Iraq Scientists Say They Lied Over Weapons

Before that first Gulf War, the chief of the weapons program resorted to "blatant exaggeration" in telling Iraq's president how much bomb material was being produced, key scientist Imad Khadduri writes in a new book.

Other leading physicists, in Baghdad interviews, said the hope for an Iraqi atomic bomb was never realistic. "It was all like building sand castles," said Abdel Mehdi Talib, Baghdad University's dean of sciences.

Iraqi scientists have grown more vocal in countering the US administration claims, used to justify the war, that Baghdad had "reconstituted" nuclear weapons development, and that it once was a mere six months from making a bomb.

At best, Khadduri writes, it would have taken Iraq several years to build a nuclear weapon if the 1991 war and subsequent U.N. inspections had not intervened.

His self-published "Iraq's Nuclear Mirage," a chronicle of years of secret weapons work and of a final escape into exile, is part of this senior scientist's emergence from a low profile in Canada - intended to refute what he calls a "massive deception" in Washington that led the United States into war.

Khadduri, a U.S.- and British-educated physicist, writes that he did theoretical work on nuclear weapons as long ago as the mid- 1970s, after joining Iraq's Atomic Energy Commission.

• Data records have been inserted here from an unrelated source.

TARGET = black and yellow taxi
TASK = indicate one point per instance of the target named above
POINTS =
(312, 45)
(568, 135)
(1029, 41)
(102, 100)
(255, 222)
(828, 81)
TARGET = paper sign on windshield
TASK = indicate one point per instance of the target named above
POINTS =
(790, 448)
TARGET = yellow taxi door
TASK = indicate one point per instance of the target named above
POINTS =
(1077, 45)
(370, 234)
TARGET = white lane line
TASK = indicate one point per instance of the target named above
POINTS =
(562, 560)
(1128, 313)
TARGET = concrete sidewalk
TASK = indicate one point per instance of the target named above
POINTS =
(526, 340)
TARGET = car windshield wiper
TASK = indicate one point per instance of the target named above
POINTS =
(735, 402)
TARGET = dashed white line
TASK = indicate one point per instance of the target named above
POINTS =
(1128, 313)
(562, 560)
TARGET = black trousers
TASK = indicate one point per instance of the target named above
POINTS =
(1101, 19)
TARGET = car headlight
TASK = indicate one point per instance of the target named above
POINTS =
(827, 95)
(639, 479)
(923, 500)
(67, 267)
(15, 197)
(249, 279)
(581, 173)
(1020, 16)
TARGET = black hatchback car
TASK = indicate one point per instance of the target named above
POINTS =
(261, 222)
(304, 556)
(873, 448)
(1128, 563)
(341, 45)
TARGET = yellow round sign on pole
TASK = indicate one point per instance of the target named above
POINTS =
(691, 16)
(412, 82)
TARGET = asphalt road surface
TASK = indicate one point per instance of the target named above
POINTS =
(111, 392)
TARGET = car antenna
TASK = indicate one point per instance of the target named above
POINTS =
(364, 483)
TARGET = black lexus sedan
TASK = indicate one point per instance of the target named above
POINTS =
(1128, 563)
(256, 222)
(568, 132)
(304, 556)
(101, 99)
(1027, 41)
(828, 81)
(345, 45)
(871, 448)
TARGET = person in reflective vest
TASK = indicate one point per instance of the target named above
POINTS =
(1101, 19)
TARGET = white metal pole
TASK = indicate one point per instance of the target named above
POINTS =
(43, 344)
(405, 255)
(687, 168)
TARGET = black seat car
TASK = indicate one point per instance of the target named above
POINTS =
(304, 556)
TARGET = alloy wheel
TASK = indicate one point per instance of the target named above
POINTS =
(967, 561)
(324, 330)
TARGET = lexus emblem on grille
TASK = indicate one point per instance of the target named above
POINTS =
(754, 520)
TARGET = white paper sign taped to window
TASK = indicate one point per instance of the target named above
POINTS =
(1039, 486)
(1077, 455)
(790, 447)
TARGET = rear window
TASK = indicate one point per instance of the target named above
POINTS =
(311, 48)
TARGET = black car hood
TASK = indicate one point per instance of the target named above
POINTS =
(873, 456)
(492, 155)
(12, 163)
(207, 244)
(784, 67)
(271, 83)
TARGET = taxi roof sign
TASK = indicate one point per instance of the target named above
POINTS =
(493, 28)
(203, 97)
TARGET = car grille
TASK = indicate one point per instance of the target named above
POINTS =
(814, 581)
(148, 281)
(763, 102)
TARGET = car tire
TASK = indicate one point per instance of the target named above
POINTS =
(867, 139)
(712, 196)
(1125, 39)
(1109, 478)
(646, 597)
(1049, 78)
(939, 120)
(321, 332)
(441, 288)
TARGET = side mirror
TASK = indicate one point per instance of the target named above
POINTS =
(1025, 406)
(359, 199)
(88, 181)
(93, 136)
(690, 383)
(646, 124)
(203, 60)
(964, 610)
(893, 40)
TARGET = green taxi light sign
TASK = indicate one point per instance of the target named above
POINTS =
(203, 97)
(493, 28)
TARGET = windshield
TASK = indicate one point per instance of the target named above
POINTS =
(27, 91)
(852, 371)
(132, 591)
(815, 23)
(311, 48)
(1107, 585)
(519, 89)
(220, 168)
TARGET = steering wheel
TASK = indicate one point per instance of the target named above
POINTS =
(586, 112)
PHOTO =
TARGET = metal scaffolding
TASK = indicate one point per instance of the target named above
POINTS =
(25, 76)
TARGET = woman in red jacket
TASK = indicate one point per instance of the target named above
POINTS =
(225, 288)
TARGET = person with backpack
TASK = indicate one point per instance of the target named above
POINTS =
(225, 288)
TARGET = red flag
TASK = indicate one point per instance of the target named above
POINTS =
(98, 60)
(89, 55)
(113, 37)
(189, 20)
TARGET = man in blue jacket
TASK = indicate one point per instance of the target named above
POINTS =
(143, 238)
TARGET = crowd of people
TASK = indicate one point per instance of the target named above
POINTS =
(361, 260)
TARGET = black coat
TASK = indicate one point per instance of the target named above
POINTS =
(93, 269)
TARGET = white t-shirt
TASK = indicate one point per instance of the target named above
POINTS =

By the late 1980s, as the secret bomb program accelerated, he was in a pivotal position as coordinator of all its scientific and engineering information.

"Iraq's Nuclear Mirage," dismisses the U.S. contention that the atom-bomb establishment was resurrected after it was demolished, U.N. inspectors were stationed in Iraq and Iraqi specialists were scattered.

"Where is the scientific and engineering staff required for such an enormous effort?" he asks. "Where are the buildings and infrastructure?"

The continuing U.S. weapons hunt amounts to no more than "investigating mirages," he says.

Khadduri and others said the design and actual production of a bomb would have been an extremely difficult task.

It was an impossible quest, "all futility," said one of Baghdad's senior nuclear physicists, Hamed M. al-Bahili.

Al-Bahili, who joined the Atomic Energy Commission in 1968 but remained outside the weapons program, said his colleagues inside "all knew they wouldn't achieve results." As for whether the program was later revived, he said, "these American inspectors are wasting their time."